Twenty-five years ago, a four-justice majority of the Supreme Court held, in Basic v. Levinson, 485 U.S. 224 (1988), that a putative class of investors need not prove actual common reliance on a misrepresentation to achieve class certification and prevail upon the merits. Instead, they may invoke a classwide presumption of reliance, the “fraud-on-the-market presumption,” based upon the theory that the market price of a security in an efficient market will immediately incorporate any material, public representation, and thus a purchaser who buys a security at the market price will be presumed to have relied upon the representation.
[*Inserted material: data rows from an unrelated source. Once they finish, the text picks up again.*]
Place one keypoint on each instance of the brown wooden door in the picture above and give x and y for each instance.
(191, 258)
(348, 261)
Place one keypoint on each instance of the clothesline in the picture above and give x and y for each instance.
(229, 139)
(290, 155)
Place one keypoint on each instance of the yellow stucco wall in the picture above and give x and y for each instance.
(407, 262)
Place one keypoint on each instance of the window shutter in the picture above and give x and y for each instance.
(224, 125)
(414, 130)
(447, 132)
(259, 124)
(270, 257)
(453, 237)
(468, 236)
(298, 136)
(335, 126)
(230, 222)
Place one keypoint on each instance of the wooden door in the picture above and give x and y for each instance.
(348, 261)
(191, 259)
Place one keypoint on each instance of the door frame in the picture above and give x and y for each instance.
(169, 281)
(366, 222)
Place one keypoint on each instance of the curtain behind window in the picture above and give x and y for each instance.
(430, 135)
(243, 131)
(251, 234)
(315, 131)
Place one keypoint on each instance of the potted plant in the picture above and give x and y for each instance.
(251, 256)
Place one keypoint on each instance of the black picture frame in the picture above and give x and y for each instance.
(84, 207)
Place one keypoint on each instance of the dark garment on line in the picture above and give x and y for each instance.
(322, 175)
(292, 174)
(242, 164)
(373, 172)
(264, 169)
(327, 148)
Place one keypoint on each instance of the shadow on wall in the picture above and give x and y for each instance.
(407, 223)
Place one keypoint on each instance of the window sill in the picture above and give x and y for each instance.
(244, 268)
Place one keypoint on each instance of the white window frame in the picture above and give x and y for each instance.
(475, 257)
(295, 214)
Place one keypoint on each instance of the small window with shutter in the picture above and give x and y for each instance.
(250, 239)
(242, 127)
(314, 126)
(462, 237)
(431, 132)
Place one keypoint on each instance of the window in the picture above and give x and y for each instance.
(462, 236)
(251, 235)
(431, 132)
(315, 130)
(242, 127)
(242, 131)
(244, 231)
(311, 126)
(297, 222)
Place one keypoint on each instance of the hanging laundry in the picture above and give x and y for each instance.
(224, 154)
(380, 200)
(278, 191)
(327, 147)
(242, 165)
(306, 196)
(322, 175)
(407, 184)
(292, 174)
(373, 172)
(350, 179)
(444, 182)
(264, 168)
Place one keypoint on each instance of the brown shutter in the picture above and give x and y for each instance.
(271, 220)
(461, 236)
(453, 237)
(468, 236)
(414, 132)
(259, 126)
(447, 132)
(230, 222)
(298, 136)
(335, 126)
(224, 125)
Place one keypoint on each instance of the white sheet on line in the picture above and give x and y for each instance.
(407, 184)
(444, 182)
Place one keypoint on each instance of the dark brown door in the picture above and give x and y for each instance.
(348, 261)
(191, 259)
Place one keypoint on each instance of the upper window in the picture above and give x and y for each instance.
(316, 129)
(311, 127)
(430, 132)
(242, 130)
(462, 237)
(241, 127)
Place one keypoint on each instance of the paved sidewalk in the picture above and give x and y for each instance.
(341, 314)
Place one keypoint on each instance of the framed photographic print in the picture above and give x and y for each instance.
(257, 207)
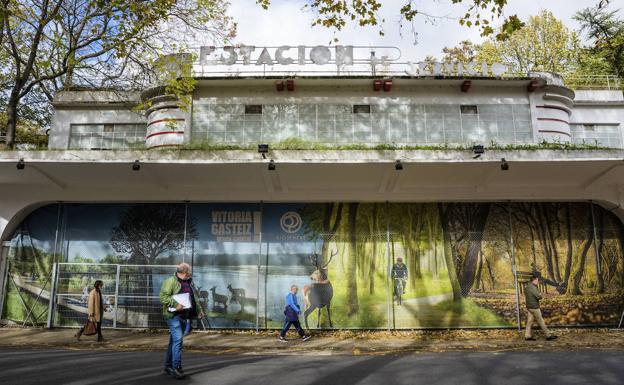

The Supreme Court is now being asked to overrule Basic because (1) its theoretical economic framework, the “efficient capital markets hypothesis,” has been repudiated through scholarly and empirical attack, (2) there has been a high level of inconsistency in the courts regarding market efficiency, which is required to trigger the presumption, and (3) the Basic presumption is inconsistent with recent Supreme Court’s holdings.1

The opportunity to reconsider Basic is presented through a petition for a writ of certiorari by Halliburton Company from a Fifth Circuit decision in Erica P. John Fund v. Halliburton, 718 F.3d 423 (5th Cir. 2013), which affirmed a district court order granting class certification over Halliburton’s opposition.2 If certiorari is granted, it would be the second time the Supreme Court considered this case. Previously, the district court denied class certification and was affirmed by the U.S. Court of Appeals for the Fifth Circuit, which held that proof of loss causation was required to establish the predominance of common issues under Rule 23(b)(3).3 The Supreme Court granted certiorari and reversed, sub. nom Erica P. John Fund v. Halliburton, 131 S.Ct. 2179 (2011) (EPJ Fund), holding that proof of loss causation was not required at the class certification stage. In doing so, the Supreme Court declined to address Halliburton’s assertion that it was entitled to rebut the fraud-on-the-market presumption or “any other question about the presumption, or how and when it may be rebutted.” 131 S.Ct. at 2187.